Cerchiamo di fare un po’ di chiarezza.
E’ importante ricordare che la nuova normativa europea R129 non sostituisce quella precedente R44 04, quindi tutti i seggiolini attualmente in circolazione (tranne ovviamente quelli più datati e già fuorilegge) possono ancora essere utilizzati.
L’art. 172 del Codice della Strada recita che “i bambini di statura inferiore a 1,50 metri devono essere assicurati al sedile con un sistema di ritenuta per bambini, adeguato al loro peso…“. Pertanto, la normativa italiana prevede l’utilizzo del seggiolino per tutti i bambini, dalla loro nascita fino ai 150 cm di altezza.
Quest’anno sono state inserite delle nuove regole sull’utilizzo di seggiolini e alzatine infatti, per queste ultime (a partire dall’estate) sarà vietata la vendita per i bambini di altezza inferiore a 125 cm per i quali sarà invece obbligatorio un seggiolino con schienale.
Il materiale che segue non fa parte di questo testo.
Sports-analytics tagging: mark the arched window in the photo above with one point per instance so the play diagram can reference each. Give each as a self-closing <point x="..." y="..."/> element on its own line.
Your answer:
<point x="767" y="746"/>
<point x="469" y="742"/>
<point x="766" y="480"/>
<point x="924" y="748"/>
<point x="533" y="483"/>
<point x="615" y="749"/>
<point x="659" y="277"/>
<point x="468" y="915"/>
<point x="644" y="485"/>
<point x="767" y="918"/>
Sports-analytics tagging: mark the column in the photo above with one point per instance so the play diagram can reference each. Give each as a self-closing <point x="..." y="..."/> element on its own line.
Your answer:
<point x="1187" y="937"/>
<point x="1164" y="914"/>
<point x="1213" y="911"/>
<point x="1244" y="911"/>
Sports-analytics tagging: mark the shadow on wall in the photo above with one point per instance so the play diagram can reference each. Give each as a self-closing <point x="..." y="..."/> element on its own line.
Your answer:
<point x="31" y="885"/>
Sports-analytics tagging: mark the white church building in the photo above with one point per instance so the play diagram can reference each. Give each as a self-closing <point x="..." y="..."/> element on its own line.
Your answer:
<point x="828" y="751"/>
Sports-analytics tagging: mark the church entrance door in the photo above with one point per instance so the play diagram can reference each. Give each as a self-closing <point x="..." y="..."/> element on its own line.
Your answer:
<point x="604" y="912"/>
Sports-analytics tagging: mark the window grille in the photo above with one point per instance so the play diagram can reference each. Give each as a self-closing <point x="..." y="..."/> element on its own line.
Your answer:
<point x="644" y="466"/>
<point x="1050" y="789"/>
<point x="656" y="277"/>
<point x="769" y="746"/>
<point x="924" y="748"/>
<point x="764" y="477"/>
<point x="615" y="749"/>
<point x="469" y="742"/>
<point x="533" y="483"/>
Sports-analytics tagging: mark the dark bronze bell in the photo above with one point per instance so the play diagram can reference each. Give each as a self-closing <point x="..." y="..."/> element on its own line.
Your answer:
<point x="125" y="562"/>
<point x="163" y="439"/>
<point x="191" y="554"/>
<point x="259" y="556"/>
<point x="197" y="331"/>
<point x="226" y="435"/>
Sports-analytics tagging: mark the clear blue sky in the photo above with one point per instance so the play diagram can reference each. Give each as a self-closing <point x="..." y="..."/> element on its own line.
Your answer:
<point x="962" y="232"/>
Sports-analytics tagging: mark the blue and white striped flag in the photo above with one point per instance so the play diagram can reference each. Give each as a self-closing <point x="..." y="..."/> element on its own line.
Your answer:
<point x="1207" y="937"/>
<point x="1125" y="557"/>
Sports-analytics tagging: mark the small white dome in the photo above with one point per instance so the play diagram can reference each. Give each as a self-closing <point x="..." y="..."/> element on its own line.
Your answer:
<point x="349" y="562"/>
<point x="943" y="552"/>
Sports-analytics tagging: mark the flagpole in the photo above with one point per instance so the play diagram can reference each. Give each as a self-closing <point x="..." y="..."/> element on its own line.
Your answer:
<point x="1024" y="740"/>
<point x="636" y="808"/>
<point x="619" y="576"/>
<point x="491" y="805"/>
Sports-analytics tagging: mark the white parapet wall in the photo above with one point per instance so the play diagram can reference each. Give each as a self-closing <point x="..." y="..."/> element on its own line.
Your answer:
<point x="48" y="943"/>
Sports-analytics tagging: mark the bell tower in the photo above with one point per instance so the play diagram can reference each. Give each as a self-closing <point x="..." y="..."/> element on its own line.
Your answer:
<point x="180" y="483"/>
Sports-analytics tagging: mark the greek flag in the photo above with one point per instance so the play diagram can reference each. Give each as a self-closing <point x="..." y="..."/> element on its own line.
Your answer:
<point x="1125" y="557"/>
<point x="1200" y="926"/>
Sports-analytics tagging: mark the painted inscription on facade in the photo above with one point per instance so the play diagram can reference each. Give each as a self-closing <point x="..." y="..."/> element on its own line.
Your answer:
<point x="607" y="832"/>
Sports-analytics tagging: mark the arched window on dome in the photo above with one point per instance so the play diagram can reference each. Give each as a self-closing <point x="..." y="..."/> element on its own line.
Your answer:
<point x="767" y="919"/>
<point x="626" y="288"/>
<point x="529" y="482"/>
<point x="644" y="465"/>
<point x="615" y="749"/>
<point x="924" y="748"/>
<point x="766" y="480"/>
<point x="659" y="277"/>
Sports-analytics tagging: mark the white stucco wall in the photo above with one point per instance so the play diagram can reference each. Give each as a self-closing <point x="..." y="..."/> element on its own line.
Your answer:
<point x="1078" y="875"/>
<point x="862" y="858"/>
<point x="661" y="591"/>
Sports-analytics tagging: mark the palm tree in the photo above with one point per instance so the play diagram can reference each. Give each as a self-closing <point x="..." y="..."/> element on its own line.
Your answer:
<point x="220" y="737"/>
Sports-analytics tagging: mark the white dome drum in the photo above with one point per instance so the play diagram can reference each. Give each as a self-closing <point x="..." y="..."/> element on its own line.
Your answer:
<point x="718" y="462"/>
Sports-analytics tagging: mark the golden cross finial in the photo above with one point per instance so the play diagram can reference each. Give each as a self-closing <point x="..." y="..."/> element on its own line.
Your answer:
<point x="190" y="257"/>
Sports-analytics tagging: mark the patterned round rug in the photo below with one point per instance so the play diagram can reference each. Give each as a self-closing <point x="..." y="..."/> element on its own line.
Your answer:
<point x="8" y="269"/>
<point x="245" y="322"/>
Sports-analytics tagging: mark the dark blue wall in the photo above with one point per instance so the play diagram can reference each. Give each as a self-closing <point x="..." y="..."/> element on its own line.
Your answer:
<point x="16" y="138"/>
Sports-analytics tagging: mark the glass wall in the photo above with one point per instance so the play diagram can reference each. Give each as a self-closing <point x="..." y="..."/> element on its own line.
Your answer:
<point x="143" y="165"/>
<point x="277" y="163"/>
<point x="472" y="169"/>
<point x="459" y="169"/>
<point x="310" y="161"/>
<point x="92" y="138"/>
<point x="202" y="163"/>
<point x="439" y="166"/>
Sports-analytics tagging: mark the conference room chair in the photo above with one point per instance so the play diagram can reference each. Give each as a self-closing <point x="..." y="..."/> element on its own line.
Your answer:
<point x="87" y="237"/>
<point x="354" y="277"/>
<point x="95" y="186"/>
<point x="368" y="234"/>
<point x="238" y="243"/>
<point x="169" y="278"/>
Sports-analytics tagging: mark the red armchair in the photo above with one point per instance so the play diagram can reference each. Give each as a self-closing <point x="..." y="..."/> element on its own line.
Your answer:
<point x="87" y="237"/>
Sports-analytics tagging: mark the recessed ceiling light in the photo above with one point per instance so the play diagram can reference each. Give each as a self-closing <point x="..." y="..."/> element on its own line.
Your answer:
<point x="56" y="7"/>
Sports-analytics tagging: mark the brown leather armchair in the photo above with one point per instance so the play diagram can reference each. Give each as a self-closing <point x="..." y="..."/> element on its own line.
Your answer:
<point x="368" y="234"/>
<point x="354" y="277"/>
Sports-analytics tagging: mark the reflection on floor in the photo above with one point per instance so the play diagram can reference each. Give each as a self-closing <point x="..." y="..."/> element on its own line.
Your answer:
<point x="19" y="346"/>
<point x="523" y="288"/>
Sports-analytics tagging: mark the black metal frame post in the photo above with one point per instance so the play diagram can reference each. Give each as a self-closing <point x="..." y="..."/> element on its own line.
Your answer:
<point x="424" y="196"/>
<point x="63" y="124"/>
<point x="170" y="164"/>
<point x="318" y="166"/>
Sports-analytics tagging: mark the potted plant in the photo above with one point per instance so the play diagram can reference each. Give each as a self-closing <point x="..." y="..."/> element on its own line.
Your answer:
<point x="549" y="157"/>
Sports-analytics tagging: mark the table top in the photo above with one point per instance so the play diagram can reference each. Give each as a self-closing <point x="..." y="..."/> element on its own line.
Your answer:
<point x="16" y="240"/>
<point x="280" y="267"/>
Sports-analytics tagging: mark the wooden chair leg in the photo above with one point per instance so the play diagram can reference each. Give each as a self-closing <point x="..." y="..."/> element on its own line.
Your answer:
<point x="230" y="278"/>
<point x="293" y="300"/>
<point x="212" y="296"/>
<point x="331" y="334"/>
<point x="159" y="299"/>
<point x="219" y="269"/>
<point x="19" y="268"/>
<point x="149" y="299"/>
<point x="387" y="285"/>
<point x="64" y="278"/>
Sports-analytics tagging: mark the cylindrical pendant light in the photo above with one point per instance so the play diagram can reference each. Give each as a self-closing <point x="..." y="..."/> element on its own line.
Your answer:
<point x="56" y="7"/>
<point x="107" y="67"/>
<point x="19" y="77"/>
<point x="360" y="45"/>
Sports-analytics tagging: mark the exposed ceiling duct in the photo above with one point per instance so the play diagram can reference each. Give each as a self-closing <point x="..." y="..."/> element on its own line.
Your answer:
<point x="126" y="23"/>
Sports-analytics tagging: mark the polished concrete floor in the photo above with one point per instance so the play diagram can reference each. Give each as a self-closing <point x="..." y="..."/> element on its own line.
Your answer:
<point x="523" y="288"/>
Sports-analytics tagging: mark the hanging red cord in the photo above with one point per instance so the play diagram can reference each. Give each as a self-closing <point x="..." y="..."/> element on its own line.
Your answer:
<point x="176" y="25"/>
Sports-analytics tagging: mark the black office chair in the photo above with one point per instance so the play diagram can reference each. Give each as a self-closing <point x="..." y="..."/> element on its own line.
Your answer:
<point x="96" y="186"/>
L’alzatina o booster è un sedile molto simile ad un cuscino, molto semplice da posizionare in auto che permette di sollevare il bambino di circa 10-15 cm in modo tale che raggiunga un’altezza adatta per utilizzare le classiche cinture di sicurezza. La limitazione dell’utilizzo per i bambini di altezza inferiore a 125 cm è stato ideato per aumentare la sicurezza dei passeggeri più piccoli e per evitare che la cintura venga posizionata all’altezza del collo, diventando molto pericolosa in caso di urto.
Chi non rispetterà tali obblighi andrà incontro a sanzioni abbastanza salate, da 80 a 323 euro e con due multe nel corso di due anni ci sarà la sospensione della patente da un minimo di 15 giorni ad un massimo di 2 mesi.